The software suites TIgGER and IgDiscover were used to infer a personal IGHV genotype for each individual and to infer previously undiscovered alleles. All novel alleles that are part of a genotype inferred by at least one of the methods appear on the x-axis. Alleles that were validated by Sanger sequencing are marked with a dot. Individuals with at least one novel allele lie on the y-axis and are labelled by their subject name. For each allele, the color of a tile (or a bar) represents the method of detection and genotype inference. The height of each bar on top represents the number of individuals for whom a certain allele was inferred and is part of a genotype.

Thirteen novel alleles were selected for validation by targeted amplification and subsequent Sanger sequencing of gDNA (Supplementary Fig.4) of non-B cells, i.e.T cells and monocytes isolated by fluorescence-activated cell sorting³⁰. The validation primers are specified in the Supplementary Table 1. Out of those thirteen alleles, ten were successfully validated. These include IGHV1-2*02_G207T, IGHV1-3*01_T35A, IGHV1-46*01_C213G, IGHV1-69*01_C243T, IGHV3-7*03_G144A, IGHV3-9*01_T307C, IGHV3-20*01_C307T, IGHV3-21*01_C255T, IGHV3-64*05_G265C, and IGHV3-64D*06_G258T. Surprisingly, IGHV3-64*05_G265C was found to originate from IGHV3-64D (Fig.6c). Two of the novel alleles, namely IGHV1-46*01_C213G and IGHV3-20*01_C307T, have been recently added to the IMGT database as IGHV1-46*04 and IGHV3-20*04 respectively.

Validation of the novel alleles revealed additional polymorphisms outside of the V-region. The allele IGHV3-64*06_G258T has a polymorphism in leader 1 (position −21) in addition to the V-region polymorphism. Genomic validation of IGHV3-7*03_G144A revealed a further polymorphism in the intron. During validation of this allele, we also managed to amplify the genomic sequence of IGHV3-7*02, which carried the previously reported polymorphism A318G³¹. This polymorphism was not inferred from the AIRR-seq data in our study, since the default parameters of the inference tools are set to detect polymorphisms up to position 312.

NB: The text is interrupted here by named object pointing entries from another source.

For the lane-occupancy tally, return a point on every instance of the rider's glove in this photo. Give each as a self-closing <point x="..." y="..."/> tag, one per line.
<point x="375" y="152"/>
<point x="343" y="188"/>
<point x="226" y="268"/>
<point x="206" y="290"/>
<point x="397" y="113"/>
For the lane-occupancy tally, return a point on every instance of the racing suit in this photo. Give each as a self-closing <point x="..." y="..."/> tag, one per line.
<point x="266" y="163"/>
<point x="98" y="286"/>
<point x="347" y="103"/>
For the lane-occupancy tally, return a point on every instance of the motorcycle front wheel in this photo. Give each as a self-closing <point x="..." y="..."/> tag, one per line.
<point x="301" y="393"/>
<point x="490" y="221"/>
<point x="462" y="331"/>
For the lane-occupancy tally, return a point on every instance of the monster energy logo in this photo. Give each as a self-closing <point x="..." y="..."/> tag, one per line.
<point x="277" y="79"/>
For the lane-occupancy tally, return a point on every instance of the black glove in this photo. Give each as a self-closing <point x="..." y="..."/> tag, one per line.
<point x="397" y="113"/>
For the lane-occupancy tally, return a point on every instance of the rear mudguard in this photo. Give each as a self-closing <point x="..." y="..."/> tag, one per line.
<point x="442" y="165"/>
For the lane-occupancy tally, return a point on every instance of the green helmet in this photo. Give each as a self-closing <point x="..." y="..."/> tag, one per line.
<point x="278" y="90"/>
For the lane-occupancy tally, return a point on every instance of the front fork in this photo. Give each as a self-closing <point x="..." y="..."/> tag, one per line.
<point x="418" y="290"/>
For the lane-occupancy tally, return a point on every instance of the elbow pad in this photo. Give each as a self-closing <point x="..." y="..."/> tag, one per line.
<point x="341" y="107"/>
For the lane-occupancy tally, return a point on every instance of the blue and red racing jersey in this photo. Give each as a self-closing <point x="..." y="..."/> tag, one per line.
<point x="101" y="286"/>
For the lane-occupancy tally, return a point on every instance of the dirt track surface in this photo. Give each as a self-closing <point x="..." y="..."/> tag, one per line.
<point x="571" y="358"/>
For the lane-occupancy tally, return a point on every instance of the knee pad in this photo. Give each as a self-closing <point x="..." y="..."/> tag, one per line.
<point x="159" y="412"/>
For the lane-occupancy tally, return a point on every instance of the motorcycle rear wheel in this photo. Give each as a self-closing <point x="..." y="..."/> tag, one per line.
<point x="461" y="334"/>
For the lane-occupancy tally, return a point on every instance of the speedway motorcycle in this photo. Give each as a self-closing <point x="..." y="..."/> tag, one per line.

Attempts to validate IGHV4-39*07_C288A, IGHV4-61*02_A234G, and IGHV6-1*01_T91C were unsuccessful. The gene-specific primers that were used for validation were designed based on the current reference genome. However, the efficiency of the IGHV4 primers was inferior, and Sanger sequencing only revealed allele *01 of each gene, even in clearly heterozygous individuals.

Analysis of upstream sequences yields a more complete and accurate germline reference dataset

As some of the validated novel alleles had additional polymorphisms in the intron or the leader sequence, we extended our analysis of the AIRR-seq data beyond the V-region. Although introns are not present in the AIRR-seq data, the sequences of the 5’ untranslated region (5’UTR), leader 1, and leader 2 lie upstream of the V-region and are present in the data thanks to the library preparation method (Fig.1). We will refer to 5’UTR, leader 1, and leader 2 collectively as upstream sequences.

We decided to use the genotyped AIRR-seq data to characterize upstream sequence variants for all genes and alleles. To extract the upstream sequences, we removed the VDJ and constant regions, while keeping the original sequence’s V-region annotation. Sequences from each individual were processed separately. We observed slight variations in the length of 5’UTRs assigned to the same gene. It is important to have matching length for clustering, as different lengths could mean that identical sequences would not cluster together. To overcome this issue, for each gene we trimmed the ends of 5’ ends of the upstream sequences to match the most frequent length. We then took the trimmed upstream sequences with the same allele annotation and clustered them. Each cluster of a sufficient size gave rise to one consensus upstream sequence. This process was repeated for all genes and alleles across all individuals. Finally, consensus sequences from all individuals were combined to create an upstream germline reference dataset of the cohort (Fig.3). The number of individuals carrying each of the variants is shown in Supplementary Fig.5.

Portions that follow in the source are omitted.